Magazine article The New Yorker

Unopen Doors

Article excerpt

UNOPEN DOORS

Last Tuesday, a group of refugees, many of them Syrians, walked quickly through a field outside the Hungarian village of Roszke. They had broken out of what amounted to a holding pen, where the authorities had kept them, in increasingly desperate conditions, for days. They were going to Budapest and then, they hoped, on to Austria, Germany, or Sweden. When the police tried to bring them back, they started to run. Reporters were there, too, and, as a man carrying a preschooler raced past a camerawoman, she tripped him, and he and the child tumbled to the ground. Her move was caught on video; another clip shows her kicking a small girl, wearing green pants, her hair in a ponytail, as she runs by. (The camerawoman has reportedly been fired.) What may be most remarkable about the scene is that the girl maintains her balance and doesn't look back. She keeps going.

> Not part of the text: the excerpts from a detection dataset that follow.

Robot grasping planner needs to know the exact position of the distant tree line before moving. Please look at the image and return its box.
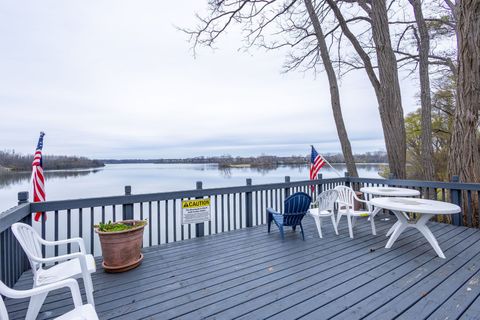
[183,0,480,183]
[99,151,388,167]
[0,150,105,171]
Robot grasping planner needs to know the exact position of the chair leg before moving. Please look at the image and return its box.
[83,273,95,307]
[370,217,377,236]
[337,212,342,228]
[313,216,322,238]
[25,293,48,320]
[267,212,272,233]
[330,214,338,236]
[347,215,353,239]
[278,226,285,240]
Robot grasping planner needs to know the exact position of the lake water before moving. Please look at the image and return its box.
[0,164,383,212]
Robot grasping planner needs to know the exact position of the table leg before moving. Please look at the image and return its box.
[387,221,400,237]
[385,210,409,249]
[413,214,445,259]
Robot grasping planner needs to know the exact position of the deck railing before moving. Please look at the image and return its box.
[0,174,480,286]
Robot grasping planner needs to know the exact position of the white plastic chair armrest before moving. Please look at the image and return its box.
[353,193,368,203]
[38,237,87,253]
[31,252,86,263]
[2,279,82,307]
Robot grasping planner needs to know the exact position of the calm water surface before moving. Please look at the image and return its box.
[0,164,382,212]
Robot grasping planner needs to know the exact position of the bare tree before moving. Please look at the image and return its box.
[445,0,480,182]
[409,0,435,181]
[326,0,406,179]
[183,0,358,176]
[304,0,358,177]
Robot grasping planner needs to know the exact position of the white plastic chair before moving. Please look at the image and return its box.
[0,279,98,320]
[308,190,338,238]
[335,186,377,239]
[12,222,96,319]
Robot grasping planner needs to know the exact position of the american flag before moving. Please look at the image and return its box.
[32,132,45,221]
[310,146,325,182]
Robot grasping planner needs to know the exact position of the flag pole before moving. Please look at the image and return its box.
[319,147,342,178]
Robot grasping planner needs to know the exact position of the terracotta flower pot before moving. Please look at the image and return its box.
[95,220,147,272]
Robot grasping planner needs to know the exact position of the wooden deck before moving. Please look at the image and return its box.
[7,217,480,320]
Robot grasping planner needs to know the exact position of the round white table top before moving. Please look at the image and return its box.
[360,187,420,197]
[370,198,461,214]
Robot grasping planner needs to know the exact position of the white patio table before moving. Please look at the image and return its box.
[370,198,461,259]
[360,187,420,237]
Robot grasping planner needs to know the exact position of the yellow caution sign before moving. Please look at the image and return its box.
[182,199,210,209]
[182,198,211,224]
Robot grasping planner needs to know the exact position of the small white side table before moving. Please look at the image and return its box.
[360,187,420,237]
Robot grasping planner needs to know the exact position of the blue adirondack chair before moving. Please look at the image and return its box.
[267,192,312,240]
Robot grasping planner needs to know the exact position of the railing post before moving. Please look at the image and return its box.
[122,186,133,223]
[285,176,290,199]
[450,176,463,226]
[317,173,323,194]
[14,191,32,276]
[245,178,253,228]
[345,171,350,187]
[195,181,205,237]
[18,191,28,205]
[17,191,32,225]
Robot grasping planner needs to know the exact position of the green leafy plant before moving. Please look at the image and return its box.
[94,220,147,232]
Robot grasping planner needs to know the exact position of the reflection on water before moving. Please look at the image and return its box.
[0,163,383,212]
[216,163,384,179]
[0,169,100,189]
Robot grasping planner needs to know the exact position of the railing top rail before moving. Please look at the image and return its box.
[31,178,345,212]
[346,177,480,191]
[4,176,480,219]
[0,203,32,233]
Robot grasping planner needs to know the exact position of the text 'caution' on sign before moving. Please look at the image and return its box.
[182,199,211,224]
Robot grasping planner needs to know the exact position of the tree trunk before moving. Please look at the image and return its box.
[370,0,407,179]
[448,0,480,182]
[326,0,407,179]
[409,0,435,181]
[304,0,358,177]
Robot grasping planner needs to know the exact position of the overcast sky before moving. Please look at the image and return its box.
[0,0,417,158]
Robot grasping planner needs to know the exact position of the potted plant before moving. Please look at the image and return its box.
[95,220,147,272]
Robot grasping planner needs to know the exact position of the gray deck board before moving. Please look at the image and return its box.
[6,218,480,319]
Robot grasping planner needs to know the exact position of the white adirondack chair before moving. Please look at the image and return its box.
[335,186,377,239]
[12,222,96,319]
[308,190,338,238]
[0,279,98,320]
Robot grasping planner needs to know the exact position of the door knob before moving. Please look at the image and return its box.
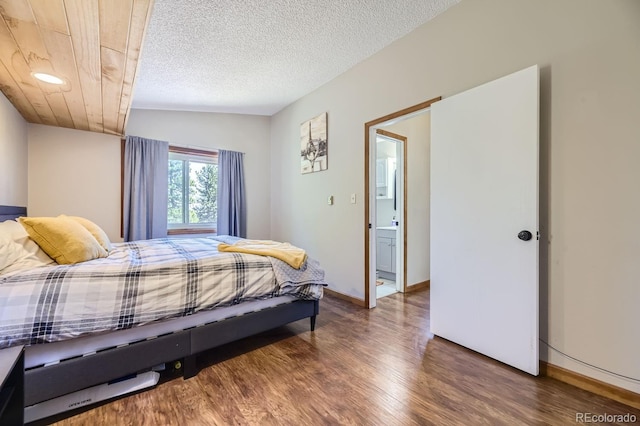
[518,231,533,241]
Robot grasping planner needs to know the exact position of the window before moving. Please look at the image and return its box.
[167,146,218,234]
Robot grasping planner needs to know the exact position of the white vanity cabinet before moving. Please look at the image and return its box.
[376,227,396,274]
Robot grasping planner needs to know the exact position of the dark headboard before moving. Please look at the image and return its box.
[0,206,27,222]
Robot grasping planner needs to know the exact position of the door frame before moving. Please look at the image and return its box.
[364,96,442,308]
[371,126,407,299]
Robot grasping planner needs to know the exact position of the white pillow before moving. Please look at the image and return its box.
[0,220,55,274]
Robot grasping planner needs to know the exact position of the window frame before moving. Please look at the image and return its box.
[167,145,218,235]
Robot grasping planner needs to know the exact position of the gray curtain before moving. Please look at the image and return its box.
[217,150,247,238]
[123,136,169,241]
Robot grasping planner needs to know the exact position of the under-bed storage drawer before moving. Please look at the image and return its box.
[0,346,24,425]
[24,331,190,406]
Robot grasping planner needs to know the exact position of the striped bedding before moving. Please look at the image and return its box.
[0,236,326,348]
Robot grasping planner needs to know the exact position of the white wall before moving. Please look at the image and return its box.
[126,109,271,239]
[384,112,431,286]
[28,124,122,241]
[0,93,27,206]
[271,0,640,393]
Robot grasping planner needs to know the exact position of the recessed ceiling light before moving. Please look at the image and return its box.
[33,72,64,84]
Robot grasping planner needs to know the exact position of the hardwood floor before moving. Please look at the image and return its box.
[47,290,640,425]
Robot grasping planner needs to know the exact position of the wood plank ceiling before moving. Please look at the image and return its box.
[0,0,153,135]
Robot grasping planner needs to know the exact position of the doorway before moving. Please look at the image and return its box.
[372,128,407,299]
[365,97,440,308]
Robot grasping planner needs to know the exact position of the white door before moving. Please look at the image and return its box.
[431,66,539,375]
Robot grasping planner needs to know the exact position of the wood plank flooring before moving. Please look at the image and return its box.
[47,290,640,425]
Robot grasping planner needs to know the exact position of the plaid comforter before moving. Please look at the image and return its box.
[0,237,326,348]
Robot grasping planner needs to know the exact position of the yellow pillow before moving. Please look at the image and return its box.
[60,214,113,253]
[19,217,107,265]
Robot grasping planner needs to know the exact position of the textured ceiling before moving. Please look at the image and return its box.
[132,0,459,115]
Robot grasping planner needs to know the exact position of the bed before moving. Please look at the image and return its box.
[0,206,326,406]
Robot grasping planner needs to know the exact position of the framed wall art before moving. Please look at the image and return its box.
[300,112,327,174]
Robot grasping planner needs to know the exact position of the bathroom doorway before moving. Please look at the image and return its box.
[375,129,407,299]
[365,98,440,308]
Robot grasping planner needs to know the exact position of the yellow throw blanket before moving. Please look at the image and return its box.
[218,240,307,269]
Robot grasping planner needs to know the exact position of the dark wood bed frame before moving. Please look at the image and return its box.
[0,206,319,406]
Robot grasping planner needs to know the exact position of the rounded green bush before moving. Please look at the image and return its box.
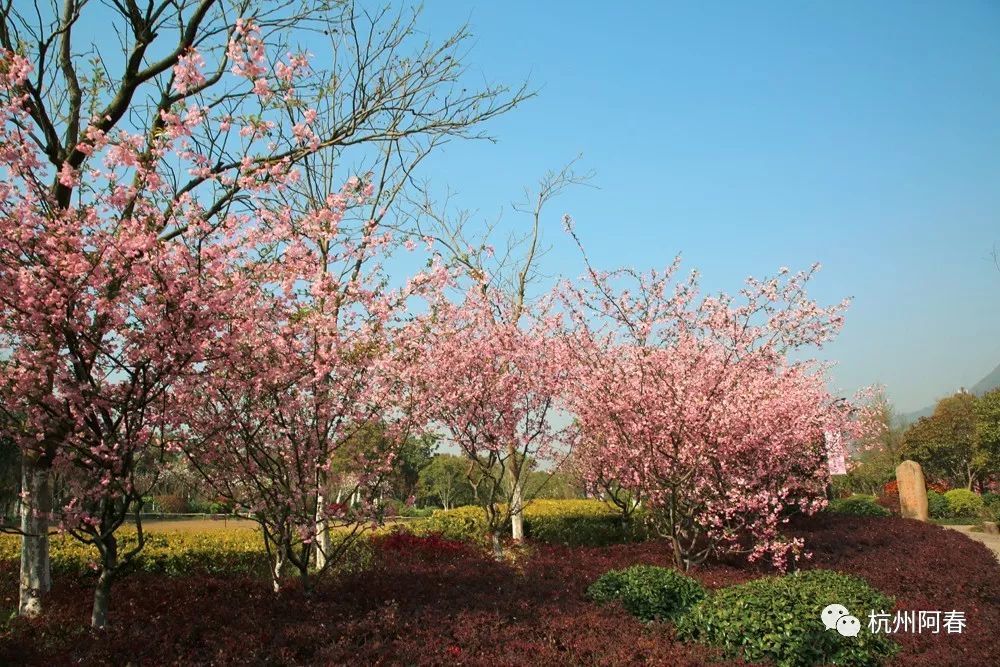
[827,494,892,517]
[677,570,898,667]
[587,565,705,621]
[944,489,983,519]
[927,489,949,519]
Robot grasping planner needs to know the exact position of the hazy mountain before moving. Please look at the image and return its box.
[899,366,1000,424]
[969,366,1000,396]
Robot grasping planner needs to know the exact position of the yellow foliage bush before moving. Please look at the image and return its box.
[0,527,371,575]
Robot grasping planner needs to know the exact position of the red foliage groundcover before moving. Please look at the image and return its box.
[0,515,1000,666]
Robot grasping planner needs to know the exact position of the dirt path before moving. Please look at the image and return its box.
[948,526,1000,560]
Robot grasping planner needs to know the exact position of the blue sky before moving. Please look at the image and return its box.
[408,0,1000,411]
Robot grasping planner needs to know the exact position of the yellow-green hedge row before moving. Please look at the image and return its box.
[0,529,267,575]
[0,528,371,575]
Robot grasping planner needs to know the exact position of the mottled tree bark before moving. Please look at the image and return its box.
[18,457,52,617]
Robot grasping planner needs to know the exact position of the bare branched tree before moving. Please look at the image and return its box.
[0,0,532,614]
[408,157,593,541]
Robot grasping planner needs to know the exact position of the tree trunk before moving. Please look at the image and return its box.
[490,533,503,560]
[316,491,330,570]
[17,457,52,617]
[90,569,111,630]
[90,534,118,630]
[510,471,524,542]
[271,546,285,593]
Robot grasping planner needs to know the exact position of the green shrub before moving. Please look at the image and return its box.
[153,493,191,514]
[399,505,434,517]
[983,493,1000,521]
[677,570,898,667]
[827,495,892,516]
[944,489,983,519]
[587,565,705,621]
[927,489,949,519]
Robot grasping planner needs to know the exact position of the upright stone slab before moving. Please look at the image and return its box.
[896,461,928,521]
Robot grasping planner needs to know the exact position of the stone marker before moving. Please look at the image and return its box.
[896,461,928,521]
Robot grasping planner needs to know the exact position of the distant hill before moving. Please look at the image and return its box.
[969,366,1000,396]
[899,366,1000,424]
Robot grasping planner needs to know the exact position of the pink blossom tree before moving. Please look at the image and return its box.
[407,286,577,556]
[176,180,433,591]
[406,160,590,553]
[565,223,857,568]
[0,0,527,627]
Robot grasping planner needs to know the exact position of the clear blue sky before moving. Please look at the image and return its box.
[408,0,1000,411]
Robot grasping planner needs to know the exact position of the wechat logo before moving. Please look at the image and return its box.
[820,604,861,637]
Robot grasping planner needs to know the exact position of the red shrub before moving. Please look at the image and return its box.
[0,514,1000,666]
[372,530,479,561]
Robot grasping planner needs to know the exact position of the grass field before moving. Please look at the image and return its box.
[142,518,259,533]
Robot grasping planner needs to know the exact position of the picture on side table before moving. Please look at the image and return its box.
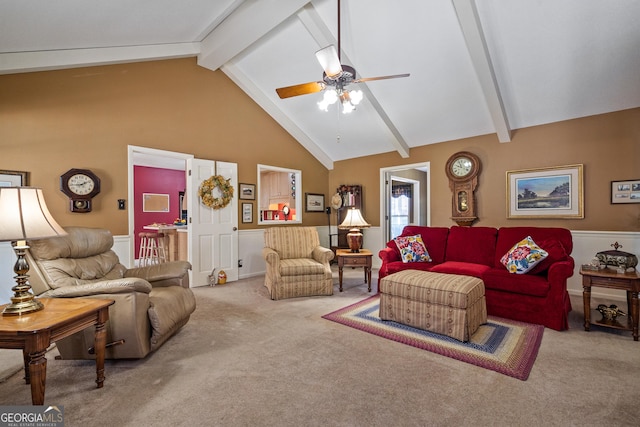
[0,170,29,187]
[611,179,640,204]
[242,203,253,224]
[238,183,256,200]
[507,164,584,219]
[304,193,324,212]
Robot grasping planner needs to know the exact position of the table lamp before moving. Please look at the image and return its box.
[0,187,67,316]
[338,208,371,252]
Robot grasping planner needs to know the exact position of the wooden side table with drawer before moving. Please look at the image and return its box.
[580,268,640,341]
[336,249,373,292]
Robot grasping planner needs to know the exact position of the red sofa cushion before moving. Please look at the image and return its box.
[387,225,449,269]
[481,264,549,297]
[446,226,498,268]
[529,239,567,274]
[430,261,491,279]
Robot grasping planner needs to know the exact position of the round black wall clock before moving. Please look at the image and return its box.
[60,169,100,213]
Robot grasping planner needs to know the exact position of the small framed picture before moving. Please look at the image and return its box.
[304,193,324,212]
[238,183,256,200]
[242,203,253,224]
[611,179,640,204]
[0,170,29,187]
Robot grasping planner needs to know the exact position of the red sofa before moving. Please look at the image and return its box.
[378,225,574,331]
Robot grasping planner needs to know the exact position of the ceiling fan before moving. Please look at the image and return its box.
[276,0,409,113]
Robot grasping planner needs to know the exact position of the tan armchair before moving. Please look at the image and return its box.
[262,227,333,300]
[28,227,196,359]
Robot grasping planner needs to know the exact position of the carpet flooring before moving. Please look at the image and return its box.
[322,295,544,380]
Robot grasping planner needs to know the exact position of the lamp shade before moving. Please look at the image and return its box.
[338,208,371,229]
[0,187,67,242]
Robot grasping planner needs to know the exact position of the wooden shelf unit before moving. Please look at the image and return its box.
[331,184,364,252]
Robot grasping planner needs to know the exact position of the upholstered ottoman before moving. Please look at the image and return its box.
[380,270,487,341]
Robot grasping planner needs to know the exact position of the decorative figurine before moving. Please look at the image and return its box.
[598,304,625,322]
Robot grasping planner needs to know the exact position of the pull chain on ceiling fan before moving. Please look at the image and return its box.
[276,0,409,114]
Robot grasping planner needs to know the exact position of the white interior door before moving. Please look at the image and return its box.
[187,159,238,287]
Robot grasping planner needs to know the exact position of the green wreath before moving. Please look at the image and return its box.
[198,175,233,209]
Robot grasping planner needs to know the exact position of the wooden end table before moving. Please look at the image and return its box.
[0,298,114,405]
[336,249,373,292]
[580,268,640,341]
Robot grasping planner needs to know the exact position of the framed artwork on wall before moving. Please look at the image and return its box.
[242,203,253,224]
[611,179,640,204]
[0,170,29,187]
[304,193,324,212]
[507,164,584,219]
[239,183,256,200]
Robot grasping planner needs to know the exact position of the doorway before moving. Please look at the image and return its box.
[380,162,431,247]
[128,146,238,287]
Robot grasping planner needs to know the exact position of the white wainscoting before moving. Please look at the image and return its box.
[0,226,640,304]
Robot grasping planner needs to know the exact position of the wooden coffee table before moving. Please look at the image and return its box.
[580,268,640,341]
[0,298,113,405]
[336,249,373,292]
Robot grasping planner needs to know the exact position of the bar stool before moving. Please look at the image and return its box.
[138,232,167,267]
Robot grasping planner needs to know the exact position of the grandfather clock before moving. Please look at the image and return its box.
[445,151,480,227]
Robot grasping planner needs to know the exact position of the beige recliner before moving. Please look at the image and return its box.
[28,227,196,359]
[262,227,333,300]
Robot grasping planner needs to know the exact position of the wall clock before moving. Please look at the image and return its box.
[60,169,100,213]
[445,151,480,226]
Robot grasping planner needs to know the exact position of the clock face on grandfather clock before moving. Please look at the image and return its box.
[445,151,480,226]
[60,169,100,213]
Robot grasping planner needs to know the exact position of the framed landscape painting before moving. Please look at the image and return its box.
[507,164,584,219]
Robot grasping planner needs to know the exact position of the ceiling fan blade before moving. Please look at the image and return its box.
[276,82,326,99]
[316,44,342,80]
[353,73,411,83]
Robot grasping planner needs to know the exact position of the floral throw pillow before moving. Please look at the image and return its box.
[394,234,431,263]
[500,236,549,274]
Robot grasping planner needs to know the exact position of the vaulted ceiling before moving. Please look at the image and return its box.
[0,0,640,169]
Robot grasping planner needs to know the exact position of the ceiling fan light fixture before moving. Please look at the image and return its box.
[342,101,356,114]
[349,90,364,105]
[318,90,338,111]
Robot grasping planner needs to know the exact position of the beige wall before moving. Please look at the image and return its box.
[0,58,640,234]
[0,58,329,234]
[329,108,640,231]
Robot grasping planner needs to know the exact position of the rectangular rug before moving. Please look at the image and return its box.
[322,295,544,381]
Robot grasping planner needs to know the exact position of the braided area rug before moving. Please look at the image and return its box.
[322,295,544,381]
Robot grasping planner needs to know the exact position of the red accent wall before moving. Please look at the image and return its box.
[133,166,187,259]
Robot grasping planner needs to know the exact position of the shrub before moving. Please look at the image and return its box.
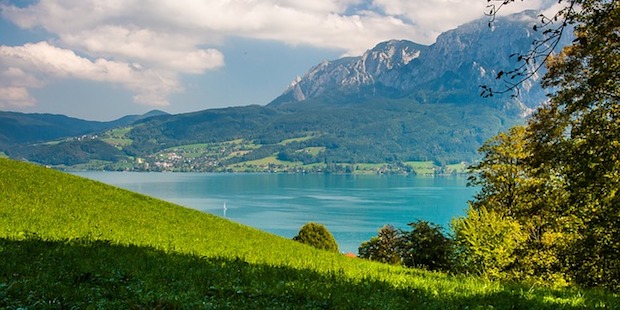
[358,225,401,265]
[293,222,338,253]
[452,207,527,278]
[399,221,452,270]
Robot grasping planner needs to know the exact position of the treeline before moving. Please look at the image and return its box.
[126,98,520,165]
[360,0,620,292]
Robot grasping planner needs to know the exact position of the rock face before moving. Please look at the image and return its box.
[270,11,545,111]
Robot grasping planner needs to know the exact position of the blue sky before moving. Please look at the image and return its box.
[0,0,549,120]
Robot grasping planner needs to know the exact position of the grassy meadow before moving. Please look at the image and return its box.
[0,158,620,309]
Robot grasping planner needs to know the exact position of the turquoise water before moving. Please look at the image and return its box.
[74,171,476,253]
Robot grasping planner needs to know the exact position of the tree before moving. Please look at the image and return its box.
[398,221,452,270]
[474,0,620,291]
[293,222,338,253]
[452,207,527,278]
[529,1,620,290]
[358,225,401,265]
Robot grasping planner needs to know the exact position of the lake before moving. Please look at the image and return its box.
[73,171,477,253]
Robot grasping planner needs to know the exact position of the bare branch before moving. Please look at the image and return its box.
[480,0,578,98]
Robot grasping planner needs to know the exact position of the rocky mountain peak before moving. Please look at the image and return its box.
[270,11,556,107]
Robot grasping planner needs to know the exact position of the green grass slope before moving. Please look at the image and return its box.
[0,158,620,309]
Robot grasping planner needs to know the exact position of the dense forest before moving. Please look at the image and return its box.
[360,0,620,292]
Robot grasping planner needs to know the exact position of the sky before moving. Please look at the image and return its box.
[0,0,557,121]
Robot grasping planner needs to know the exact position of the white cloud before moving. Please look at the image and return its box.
[0,0,549,109]
[0,87,37,108]
[0,41,181,106]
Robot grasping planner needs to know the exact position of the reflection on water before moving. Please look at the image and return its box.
[75,171,476,253]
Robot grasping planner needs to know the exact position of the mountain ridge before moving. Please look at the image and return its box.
[268,11,545,109]
[1,11,560,171]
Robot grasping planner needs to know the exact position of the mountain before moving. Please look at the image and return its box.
[269,11,545,112]
[0,110,167,150]
[6,11,560,171]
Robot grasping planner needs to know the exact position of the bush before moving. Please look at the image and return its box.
[358,225,401,265]
[452,207,527,278]
[399,221,452,270]
[293,222,338,253]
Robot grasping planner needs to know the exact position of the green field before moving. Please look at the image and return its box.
[0,159,620,309]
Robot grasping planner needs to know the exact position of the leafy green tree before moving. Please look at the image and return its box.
[293,222,338,253]
[452,207,527,278]
[399,221,452,270]
[474,0,620,291]
[358,225,401,265]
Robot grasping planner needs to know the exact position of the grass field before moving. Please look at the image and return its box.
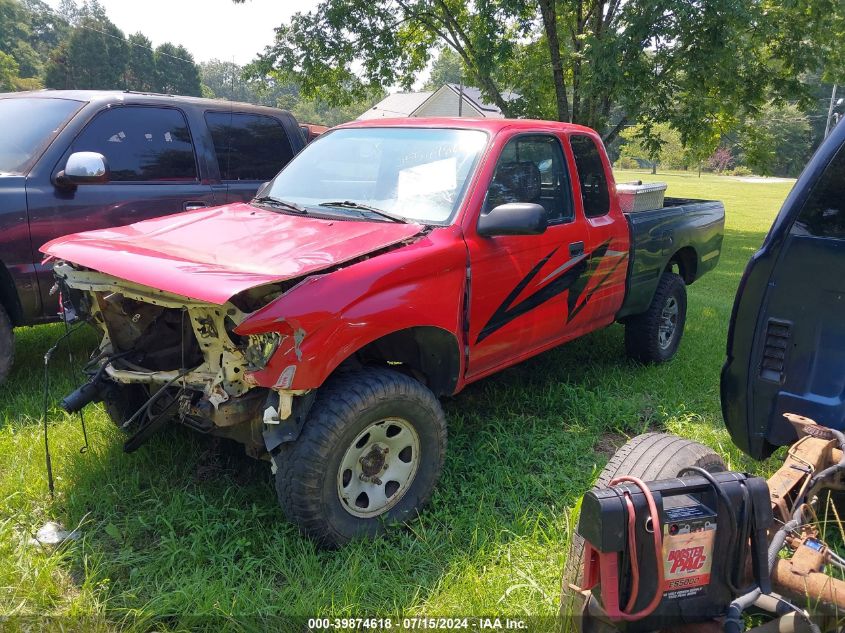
[0,172,791,630]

"Everything which is now taking place before our eyes threatens to have explosive consequences for the whole of Europe," Viktor Orban, the Prime Minister of Hungary, wrote in an op-ed earlier this month, and that is true, even if Orban--who warns of Europeans becoming a minority in their own continent, their countries "overrun" and no longer Christian--is far from a reliable framer of the principles at stake. Many of the refugees are from Eritrea, Libya, Iraq, and Afghanistan, but a growing proportion are Syrian, and the sense of hopelessness about the civil war there is a key reason that their numbers are rising. At transit points like the Greek island of Kos, people are sleeping in the open, but the tensions are not restricted to Europe's less wealthy margins. The Danish government took out ads in Lebanese newspapers telling potential refugees that it planned to make life harder for them, and briefly cut off its rail connections to Germany, in order to curtail their movement.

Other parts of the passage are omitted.